Boyko sees the wisdom in adapting and believes business leaders can help set a forward-thinking standard by seeking, developing, and adopting technologies that conserve water, particularly in industrial processes. DWT has developed and commercialized several technologies that provide innovative ways to recycle and conserve water.

The company’s electrocoagulation process turns hazardous and contaminated water into “process water” that can be reused in a variety of commercial and industrial applications. The DWT Dynamic Scale Reactor pulls scale-forming minerals out of treated water and eliminates the need for chemical treatment in cooling towers, which further increases water reuse and recycling.

By eliminating the need for chemical treatment, the technology also keeps any of the chemicals from being introduced into the environment in discharged wastewater. Boyko says all DWT’s technologies are about helping industry run better, safer, and more cost-effectively while simultaneously saving water.

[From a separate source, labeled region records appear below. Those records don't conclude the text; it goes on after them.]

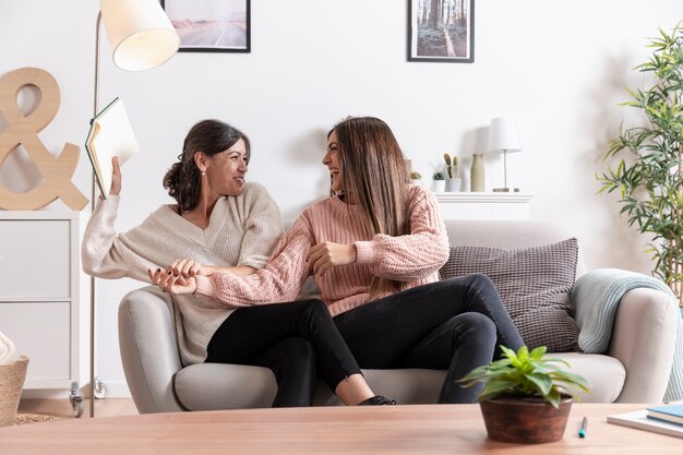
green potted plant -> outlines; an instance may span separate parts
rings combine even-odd
[[[444,153],[443,159],[446,163],[446,191],[460,191],[463,179],[460,178],[460,165],[458,164],[457,156],[451,157],[450,154]]]
[[[596,178],[599,193],[619,191],[621,214],[642,234],[651,236],[646,250],[652,273],[663,279],[683,307],[683,26],[659,31],[649,45],[652,56],[635,69],[650,76],[651,86],[628,91],[645,125],[620,128],[606,155],[608,170]],[[621,158],[615,169],[610,161]]]
[[[443,193],[446,189],[446,178],[443,172],[436,171],[432,175],[433,190],[435,193]]]
[[[503,358],[472,370],[458,382],[464,387],[483,383],[479,406],[491,439],[515,443],[558,441],[564,434],[573,399],[589,392],[588,382],[554,363],[546,346],[517,352],[501,346]]]

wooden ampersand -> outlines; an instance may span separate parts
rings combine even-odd
[[[19,109],[16,97],[28,85],[40,91],[41,100],[33,112],[24,116]],[[8,128],[0,133],[0,167],[21,144],[43,175],[40,184],[23,193],[8,191],[0,185],[0,208],[34,211],[58,197],[74,211],[87,204],[87,199],[71,181],[81,149],[67,143],[59,156],[52,156],[38,139],[38,132],[57,115],[59,103],[57,81],[45,70],[22,68],[0,80],[0,112],[8,123]]]

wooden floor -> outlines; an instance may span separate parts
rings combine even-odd
[[[88,399],[83,400],[83,416],[91,416]],[[45,414],[64,419],[74,418],[68,398],[27,398],[19,403],[19,411],[27,414]],[[95,417],[134,416],[137,409],[132,398],[104,398],[95,400]]]

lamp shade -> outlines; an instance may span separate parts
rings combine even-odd
[[[122,70],[158,67],[180,47],[180,36],[157,0],[101,0],[99,10],[113,63]]]
[[[517,132],[517,122],[513,117],[499,117],[491,120],[489,131],[489,152],[522,152],[522,142]]]

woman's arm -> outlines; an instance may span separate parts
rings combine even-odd
[[[378,277],[402,282],[439,271],[448,260],[448,237],[431,191],[411,187],[408,214],[409,235],[380,234],[372,240],[354,242],[356,262],[370,265]]]
[[[112,158],[113,173],[109,197],[99,200],[91,215],[81,246],[83,271],[99,278],[131,277],[147,282],[145,270],[157,267],[145,260],[130,244],[122,241],[115,230],[121,193],[121,169],[117,157]],[[131,232],[134,232],[133,229]]]
[[[283,236],[267,265],[252,275],[236,276],[221,271],[211,276],[197,275],[184,286],[177,283],[172,272],[153,272],[151,277],[171,294],[194,292],[232,308],[287,302],[297,297],[310,273],[305,254],[313,242],[308,219],[302,215]]]

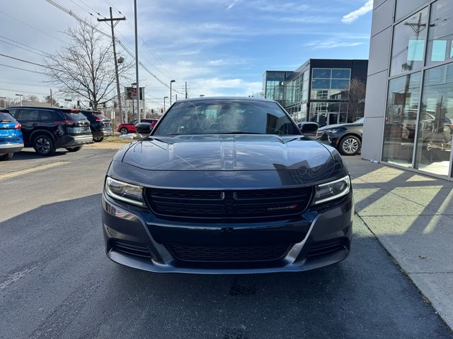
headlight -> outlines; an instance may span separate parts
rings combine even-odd
[[[146,206],[143,199],[143,187],[141,186],[127,184],[108,177],[105,181],[105,193],[114,199],[138,206]]]
[[[349,175],[344,178],[316,186],[314,204],[325,203],[345,196],[351,189]]]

Porter’s view is that overall, Arizona has been ahead of the curve in planning for a hotter, dryer future. She points out that Arizona has experienced significant population and economic growth without a correlated increase in water demand. Between 2000 and 2010, the CAP service area saw a 22% increase in population but only a 2% increase in residential water demand.

She also cites Arizona’s Groundwater Management Act of 1980 as a critical factor in the state’s continued water resilience. However, current climate conditions may require more adaptive changes in economic and conservation planning.

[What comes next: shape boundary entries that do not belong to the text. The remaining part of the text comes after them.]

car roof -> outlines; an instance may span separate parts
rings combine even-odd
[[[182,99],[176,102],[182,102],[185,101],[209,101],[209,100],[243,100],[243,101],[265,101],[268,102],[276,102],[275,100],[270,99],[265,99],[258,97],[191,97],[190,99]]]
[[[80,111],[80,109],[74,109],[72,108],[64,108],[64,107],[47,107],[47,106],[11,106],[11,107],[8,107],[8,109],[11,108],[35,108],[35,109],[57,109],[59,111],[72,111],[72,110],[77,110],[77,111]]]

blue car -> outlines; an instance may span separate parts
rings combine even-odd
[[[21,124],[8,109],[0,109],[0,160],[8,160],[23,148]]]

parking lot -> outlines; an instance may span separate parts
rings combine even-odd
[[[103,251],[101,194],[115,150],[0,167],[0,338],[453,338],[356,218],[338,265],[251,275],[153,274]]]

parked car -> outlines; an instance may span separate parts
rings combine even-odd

“We need a big bunch of people such as business leaders, influencers, government leaders to understand and think through what the solutions are,” Porter says. “We need to engage in the conversation about growing in ways that use water in the smartest ways we can so we can continue to flourish economically. 

“All stakeholders need to be part of the conversation so we can look toward a prosperous, thriving community that does all this with less water,” she says.

Boyko’s company is one of those stakeholders. The company’s electrochemical treatment process uses technology first developed in other arid nations. In 2020, the City of Los Angeles won an Innovator of the Year Award for saving 2.45 million gallons of water in less than two years. City leaders attributed the savings to DWT’s technology. 

The installation at Los Angeles City Hall East is one of two at government facilities that used DWT’s treatment system as part of studies by the National Renewable Energy Laboratory, a division within the Department of Energy. The three-month study at the 242,000-square-foot Juliette Gordon Low Federal Building in Savannah, Georgia, produced similar water-saving results as those reported in Los Angeles. The General Services Administration, which issued the study, recommended that DWT’s technology be adopted at all federal government facilities.

“We have the technology available,” Boyko says. “What we need to do is persuade businesses and government leaders to envision new ways of operating that focus on renewable energy and water savings.

We don’t want to shut down businesses, or curtail economic growth,” Boyko emphasizes. “We want to show businesses how to grow and make money, while being good stewards of our precious resources, such as water.”